今年8月、クレジットカード業界に衝撃的なニュースが走った。
「『マリオットボンヴォイアメリカン・エキスプレス・プレミアム・カード』(通称MBA)の年会費が4万9500円から8万2500円と3万円以上アップし、目玉特典だったマリオット系列ホテルへの無料宿泊の達成条件も厳しくなるという″改悪″が発表されました。おトクな有料クレカの代表格だったMBAの魅力度が落ちたことで、消費者の中で有料カードの″改悪″が連鎖するかもしれないという疑念が高まり、代わって無料クレカへの関心が高まっています」(ファイナンシャルプランナーの秋山芳生氏)
とはいえ、数ある年会費・入会費無料の「無料クレカ」の中から、どのカードを選べばいいのか。「″経済圏″別に使い分けるとおトク」と話すのは、金融ライターの池田星太氏だ。
無料クレカを最もおトクに利用するには、自身の経済圏にマッチしたカードをメインカードとし、普段の買い物やライフスタイルに合わせたカードをサブカードとして使い分けるのが最強と言えよう。たとえば『アマゾンプライムマスターカード』は、アマゾンプライム会員が発行できるカードで、アマゾンで買い物をすると2%還元を受けることができる。
「公共交通機関での移動が多い人には『ビックカメラSuicaカード』がオススメ。初年度の年会費が無料で、2年目以降も年に1回使えば年会費無料です。モバイルSuicaへのチャージでJREポイントが1.5%分、定期券では5%分還元されます。さらに、ビックカメラで買い物をする際に、『ビックカメラSuicaカード』でチャージしたSuicaで支払えば、最大で11.5%の還元を受けることができるのです」(同前)
自宅の近所にファミリーマートがあれば、『ファミマカード』を作っておいて損はないだろう。消費生活ジャーナリストの岩田昭男氏が話す。
「ポイントが貯まっても使い忘れてしまったり管理に疲れたりすることがありますが、『ファミマカード』にその心配はない。なぜなら、ファミリーマートでの利用で3%が″ポイント還元″ではなく、会計から″割り引き″されるからです。さらに、このカードをファミマのアプリ『ファミペイ』と紐付ければ、割引率は最大5%にまでアップします」
利用可能者は絞られるが、特定の条件下で高い還元率を得られるのが『JCBカードW』だ。さらに、とある″裏ワザ″を使えば、還元率は最大21%に達する。

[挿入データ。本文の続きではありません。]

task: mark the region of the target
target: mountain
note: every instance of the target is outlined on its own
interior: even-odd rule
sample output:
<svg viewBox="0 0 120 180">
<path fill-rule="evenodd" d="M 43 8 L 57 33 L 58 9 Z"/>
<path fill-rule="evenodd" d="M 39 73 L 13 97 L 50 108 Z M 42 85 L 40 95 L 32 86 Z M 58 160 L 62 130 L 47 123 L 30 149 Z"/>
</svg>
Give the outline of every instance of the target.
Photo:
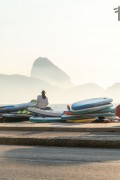
<svg viewBox="0 0 120 180">
<path fill-rule="evenodd" d="M 120 83 L 107 89 L 94 83 L 74 86 L 70 77 L 47 58 L 35 60 L 30 77 L 0 74 L 0 104 L 29 102 L 36 99 L 43 89 L 50 104 L 71 104 L 96 97 L 110 97 L 114 103 L 120 102 Z"/>
<path fill-rule="evenodd" d="M 49 59 L 44 57 L 39 57 L 34 61 L 31 77 L 39 78 L 60 88 L 69 88 L 73 86 L 70 77 Z"/>
<path fill-rule="evenodd" d="M 104 90 L 96 84 L 84 84 L 73 88 L 55 87 L 39 78 L 23 75 L 0 74 L 0 104 L 29 102 L 44 89 L 49 103 L 73 103 L 81 99 L 103 96 Z"/>
</svg>

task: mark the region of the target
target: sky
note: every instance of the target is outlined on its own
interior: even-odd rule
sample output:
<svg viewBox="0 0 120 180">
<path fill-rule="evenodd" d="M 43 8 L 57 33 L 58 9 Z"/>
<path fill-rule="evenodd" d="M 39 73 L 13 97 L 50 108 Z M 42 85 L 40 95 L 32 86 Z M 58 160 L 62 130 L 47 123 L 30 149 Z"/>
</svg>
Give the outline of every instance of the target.
<svg viewBox="0 0 120 180">
<path fill-rule="evenodd" d="M 47 57 L 75 85 L 120 82 L 120 0 L 0 0 L 0 74 Z"/>
</svg>

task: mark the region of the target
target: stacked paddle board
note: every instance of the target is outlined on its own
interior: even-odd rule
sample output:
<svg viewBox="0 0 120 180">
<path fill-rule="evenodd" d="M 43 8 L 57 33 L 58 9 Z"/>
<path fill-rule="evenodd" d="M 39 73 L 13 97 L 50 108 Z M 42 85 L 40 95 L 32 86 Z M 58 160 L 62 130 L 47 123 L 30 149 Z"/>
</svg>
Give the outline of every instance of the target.
<svg viewBox="0 0 120 180">
<path fill-rule="evenodd" d="M 28 120 L 32 115 L 28 111 L 28 107 L 33 107 L 35 105 L 35 102 L 28 102 L 22 104 L 0 106 L 0 115 L 7 120 Z"/>
<path fill-rule="evenodd" d="M 63 114 L 63 112 L 61 111 L 43 110 L 36 107 L 29 107 L 28 110 L 34 113 L 34 116 L 31 116 L 29 118 L 29 121 L 31 122 L 65 122 L 65 120 L 61 119 L 61 116 Z"/>
<path fill-rule="evenodd" d="M 61 119 L 67 122 L 92 122 L 96 118 L 115 117 L 111 98 L 92 98 L 75 102 Z"/>
</svg>

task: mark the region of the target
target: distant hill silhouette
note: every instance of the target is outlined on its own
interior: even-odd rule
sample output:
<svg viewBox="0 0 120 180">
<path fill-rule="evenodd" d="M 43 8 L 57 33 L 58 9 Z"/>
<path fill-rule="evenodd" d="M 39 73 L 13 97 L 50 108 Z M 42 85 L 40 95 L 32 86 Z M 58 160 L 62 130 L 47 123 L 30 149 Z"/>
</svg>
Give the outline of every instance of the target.
<svg viewBox="0 0 120 180">
<path fill-rule="evenodd" d="M 37 77 L 60 88 L 69 88 L 73 86 L 70 77 L 49 59 L 44 57 L 39 57 L 34 61 L 31 77 Z"/>
<path fill-rule="evenodd" d="M 43 89 L 47 93 L 49 103 L 71 104 L 95 97 L 110 97 L 114 103 L 120 102 L 120 83 L 115 83 L 107 89 L 94 83 L 73 86 L 69 76 L 47 58 L 38 58 L 34 62 L 30 77 L 0 74 L 0 104 L 29 102 L 36 99 Z"/>
</svg>

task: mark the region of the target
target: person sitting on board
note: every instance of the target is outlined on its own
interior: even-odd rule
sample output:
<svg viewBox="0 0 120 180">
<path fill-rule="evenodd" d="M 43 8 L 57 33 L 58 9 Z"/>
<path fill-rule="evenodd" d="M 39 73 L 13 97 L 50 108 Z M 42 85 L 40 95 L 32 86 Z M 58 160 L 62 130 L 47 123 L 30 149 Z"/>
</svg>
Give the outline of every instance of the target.
<svg viewBox="0 0 120 180">
<path fill-rule="evenodd" d="M 47 107 L 49 102 L 48 102 L 48 98 L 46 97 L 45 94 L 46 94 L 46 92 L 43 90 L 41 92 L 41 95 L 37 96 L 37 105 L 36 105 L 36 107 L 40 108 L 40 109 L 44 109 L 44 110 L 51 110 L 50 107 Z"/>
</svg>

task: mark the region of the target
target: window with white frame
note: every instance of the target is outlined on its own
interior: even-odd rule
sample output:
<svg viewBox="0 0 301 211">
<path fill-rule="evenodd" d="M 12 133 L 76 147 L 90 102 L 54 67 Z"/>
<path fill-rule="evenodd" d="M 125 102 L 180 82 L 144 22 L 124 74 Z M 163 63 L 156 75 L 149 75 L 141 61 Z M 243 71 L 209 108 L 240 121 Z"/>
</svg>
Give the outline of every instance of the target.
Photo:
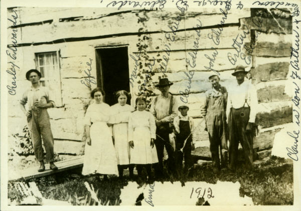
<svg viewBox="0 0 301 211">
<path fill-rule="evenodd" d="M 42 78 L 40 80 L 43 86 L 49 88 L 56 106 L 62 106 L 62 90 L 58 52 L 36 53 L 36 64 Z"/>
</svg>

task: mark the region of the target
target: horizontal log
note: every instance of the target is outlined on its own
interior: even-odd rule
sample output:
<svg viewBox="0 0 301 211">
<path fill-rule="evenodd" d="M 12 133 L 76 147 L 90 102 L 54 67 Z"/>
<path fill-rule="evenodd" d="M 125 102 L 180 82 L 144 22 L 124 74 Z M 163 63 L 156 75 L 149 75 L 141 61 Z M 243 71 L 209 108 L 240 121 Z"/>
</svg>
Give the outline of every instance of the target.
<svg viewBox="0 0 301 211">
<path fill-rule="evenodd" d="M 62 83 L 63 104 L 69 98 L 88 98 L 91 90 L 81 82 L 81 78 L 65 78 Z"/>
<path fill-rule="evenodd" d="M 165 10 L 148 11 L 147 18 L 145 22 L 145 28 L 148 32 L 171 32 L 168 27 L 169 24 L 176 22 L 176 18 L 179 12 L 176 12 L 177 9 L 168 9 Z M 234 10 L 232 12 L 229 12 L 225 24 L 238 23 L 238 18 L 245 16 L 244 11 Z M 93 14 L 93 11 L 91 11 Z M 135 15 L 137 13 L 141 18 L 144 17 L 142 12 L 123 12 L 118 14 L 117 15 L 104 16 L 100 18 L 85 20 L 82 20 L 57 22 L 53 22 L 51 24 L 46 24 L 38 26 L 29 26 L 22 28 L 22 38 L 20 43 L 42 43 L 43 42 L 51 42 L 55 43 L 64 42 L 64 40 L 60 39 L 69 38 L 82 38 L 83 32 L 88 34 L 88 37 L 95 38 L 95 36 L 116 36 L 118 34 L 124 36 L 125 34 L 136 33 L 139 29 L 143 28 L 141 22 L 138 22 L 138 17 Z M 51 14 L 51 13 L 49 13 Z M 80 12 L 77 16 L 80 16 Z M 179 26 L 178 30 L 193 30 L 193 27 L 196 26 L 196 20 L 199 18 L 202 20 L 203 27 L 216 26 L 220 24 L 219 21 L 212 22 L 212 20 L 222 20 L 224 15 L 221 14 L 204 14 L 202 12 L 191 12 L 188 14 L 185 20 L 181 21 Z M 57 20 L 57 16 L 54 16 L 53 19 Z M 52 19 L 50 17 L 47 20 Z M 59 17 L 59 18 L 60 18 Z M 129 22 L 129 20 L 130 20 Z M 129 27 L 129 23 L 131 24 Z M 118 28 L 118 32 L 116 28 Z M 68 28 L 68 30 L 66 30 Z M 79 30 L 80 28 L 82 30 Z M 105 30 L 99 29 L 105 28 Z M 47 36 L 45 34 L 47 34 Z M 44 34 L 44 36 L 43 36 Z M 69 40 L 72 41 L 72 40 Z"/>
<path fill-rule="evenodd" d="M 72 154 L 75 155 L 81 154 L 85 142 L 78 142 L 70 140 L 55 140 L 54 152 L 56 154 Z"/>
<path fill-rule="evenodd" d="M 285 93 L 284 85 L 269 86 L 257 90 L 258 102 L 266 102 L 286 100 L 291 97 Z"/>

「18~39歳しか入会できませんが、基本還元率は1%で、『OkiDokiポイント』が貯まります。これはアマゾンで使うと1ポイントあたり3.5円分になるので、実質還元率は3.5%。さらに、スターバックスを利用する際に、現金やカードで支払うのではなく、先に『JCBカードW』で『スターバックスeGift』を購入し、そこから支払うと、最大21%の還元を受けられるのです。一度入会してしまえば、40歳以降も利用できます」(前出・秋山氏)
年齢制限のない『三菱UFJカード』を使っても、20%還元は狙える。
「セブン-イレブンやローソン、スシローなどの対象店での還元率が7%。さらに、『MUFGカードアプリ』への月1回のログインや、月5万円以上の利用など、複数の条件を一つずつクリアすれば、最大で20%の還元を受けられます。すべての条件を達成できなくても、段階的に還元率が上がるシステムなのも安心です」(前出・岩田氏)
利用条件や経済圏などの使い分けが面倒な人は、『リクルートカード』、『P-oneカードStandard』の二つだけを覚えておけばいい。
「『リクルートカード』は無料カードの中で最大の基本還元率1.2%が魅力。ポケットカード株式会社が’15年から発行している『P-oneカードStandard』は、珍しいタイプのカードで、ポイントが還元されるわけでも、会計から割り引きされるわけでもなく、毎月のカード請求額が自動で1%引きになる。『どうすればおトクになるかを考えるのが煩(わずら)わしい』という人にオススメです」(前出・池田氏)。
クレジットカードにお金をかけずとも、おトクに利用する方法はある。下の表も参考にしつつ、自分の生活に合ったカードを発行してみてはいかがか。